First Impressions: A Sign in the Weather by Bella White

Breathe in. Breathe out. Inhale again, this time through the nose, and exhale slowly through the mouth. And again. Concentrate on the rise and fall of your chest, the rhythm of your breath, the absence of cluttered thought. Listening to the tuneful twang of Bella White’s laconic drawl on A Sign in the Weather, the way her voice swirls, twirls and somersaults across the syllables as if carried by the wind, is akin to that. It’s mindful meditation set to song, just about. It’s hypnotic.

The music that supports that enchanting drawl is likewise unhurried, with hints of early 1970s Laurel Canyon wafting through the Americana soundscape despite the sessions taking place in, from what I’ve read, a shotgun shack in New Orleans. (Even if not true, the imagery is too damn cinematic not to share—one can almost visualize the condensation streaking down these humid-soaked songs. And I mean that in the best of ways. They’re thick with emotion.) Lyrically, the 11 tracks contemplate the grist of a lived life, from love lost and a new one found to dilemmas of the existential kind. “I ended a relationship as I was starting to write all the songs,” she told People magazine. “Then I moved cities and I just got into a new relationship.” Along the way, she deigned to focus not on the sweeping aspects of the upheavals, but the undertow. “All of my big feelings are made up of a million little feelings,” she explained. “There was a lot of little transitional feelings. I was yearning for something.”

She sings in the opening “Trouble,” about the break with her ex, “There’s no such thing that I’ve ever seen/That could outrun all the trouble that you gave to me.” The upset doesn’t end when they (or you) walk out the door, after all; it hangs around, heavy on the heart, even in the best of breakups. As with the other songs, it’s uncluttered and impressionistic, conveying emotions with bristly brushstrokes that reverberate beyond the grooves. “Little Things,” one of the four teaser tracks I featured over the past many months, follows; as I observed at the time, “It’s an ode to existential angst and stasis, with her lyrics dwelling on the lies we tell ourselves and others ‘because it’s easier hiding what I could not deny.’” “Stuff,” for its part, swings like an Emmylou Harris tune while unpacking that moment when one realizes love, for some, is an impermanent feeling: “Winding down that road/You saw me go and stayed behind/Far away, I told you so/But still you would not change your mind.”
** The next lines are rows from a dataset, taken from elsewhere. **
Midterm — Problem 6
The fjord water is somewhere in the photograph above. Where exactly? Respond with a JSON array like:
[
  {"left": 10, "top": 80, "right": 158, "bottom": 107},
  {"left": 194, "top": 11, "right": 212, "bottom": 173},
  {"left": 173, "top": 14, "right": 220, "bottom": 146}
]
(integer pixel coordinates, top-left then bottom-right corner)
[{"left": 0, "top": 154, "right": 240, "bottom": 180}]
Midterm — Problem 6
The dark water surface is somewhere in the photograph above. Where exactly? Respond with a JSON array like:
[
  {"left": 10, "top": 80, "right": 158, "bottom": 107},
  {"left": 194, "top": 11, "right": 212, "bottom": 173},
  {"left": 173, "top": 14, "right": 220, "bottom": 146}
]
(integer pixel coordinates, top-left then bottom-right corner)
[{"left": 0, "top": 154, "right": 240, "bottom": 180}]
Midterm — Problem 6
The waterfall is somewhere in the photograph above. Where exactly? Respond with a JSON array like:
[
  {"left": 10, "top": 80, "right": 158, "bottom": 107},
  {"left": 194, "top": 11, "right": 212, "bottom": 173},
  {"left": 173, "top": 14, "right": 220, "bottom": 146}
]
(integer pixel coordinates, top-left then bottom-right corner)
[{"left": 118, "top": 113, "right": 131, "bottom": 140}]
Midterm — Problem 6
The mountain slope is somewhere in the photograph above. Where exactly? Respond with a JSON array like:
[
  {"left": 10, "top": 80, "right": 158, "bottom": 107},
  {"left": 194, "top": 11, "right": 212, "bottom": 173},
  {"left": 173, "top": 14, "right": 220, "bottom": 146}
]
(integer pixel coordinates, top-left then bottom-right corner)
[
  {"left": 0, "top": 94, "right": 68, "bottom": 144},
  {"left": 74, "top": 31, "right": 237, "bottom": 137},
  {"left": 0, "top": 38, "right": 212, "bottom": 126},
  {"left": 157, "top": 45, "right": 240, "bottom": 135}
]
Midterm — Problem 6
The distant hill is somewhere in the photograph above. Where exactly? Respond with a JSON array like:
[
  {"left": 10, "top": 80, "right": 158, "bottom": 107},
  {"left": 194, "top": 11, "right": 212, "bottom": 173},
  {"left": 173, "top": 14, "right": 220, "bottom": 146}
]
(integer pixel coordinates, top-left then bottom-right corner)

Dream Song,” another of those teaser tracks, is a delicate breeze of a tune that delves into the fantasies we grant ourselves: “I hoped for a better day, one I wanted to remember with you/You came from so far away or so it seemed and you were in my dreams.” “Better,” on the other hand, finds her ready to move on, while “False Start” ponders whether she’s actually moving on or just, as happens, moving in circles. (As I noted upon its release, “Matters of the heart aren’t always black and white; they often live in the gray—as does this song.”) “Doing Well” possesses a Cajun flair and a self-confidence that surprises her: “I thought that I’d be worse off than I am and I have not been/And I don’t know how to tell you/That I’m doing well.”

“All My Friends” and “Pink Living Room” are miniature marvels both. As I said of the latter last month, and this applies to the album as a whole, it features rudimentary instrumentation, slack drums, and guitars and keyboard that almost matter not. (Key word there: almost.) It’s a deep breath of a welled-up emotion that imprints itself on the soul. The penultimate track, “Two Times,” revisits how a past hurt lingers still, while “Without Making a Sound” serves as an artful—and poetic—encapsulation of all that came before.

My LP—along with a signed placard—is currently in transit, so I’m not sure who plays on what (or if the LP’s jacket even spells that out). But White, who plays guitar, co-produced the album with Ross Farbe, who handles guitar and percussion. Also on hand are drummer Sam Gelband; bassist Gina Leslie; fiddler Patrick M’Gonigle; and pedal steel player Nicholai Shveitser.

In a weird way, however, as I said two paragraphs back, the instrumentation almost matters not. Rather, White’s timeless voice floats to the fore, her quavery delivery transforming from a wispy cirrus cloud to the cottony cumulus kind to, at times, the dark shelf variety that threaten heavy rain—and then back again. One listens as she sings, breathes, and somehow synchronizes with her heart. It’s a remarkable outing, A Sign of the Weather, an impressionistic meditation on heartbreak, heartache, and recovery, and one of the year’s best albums.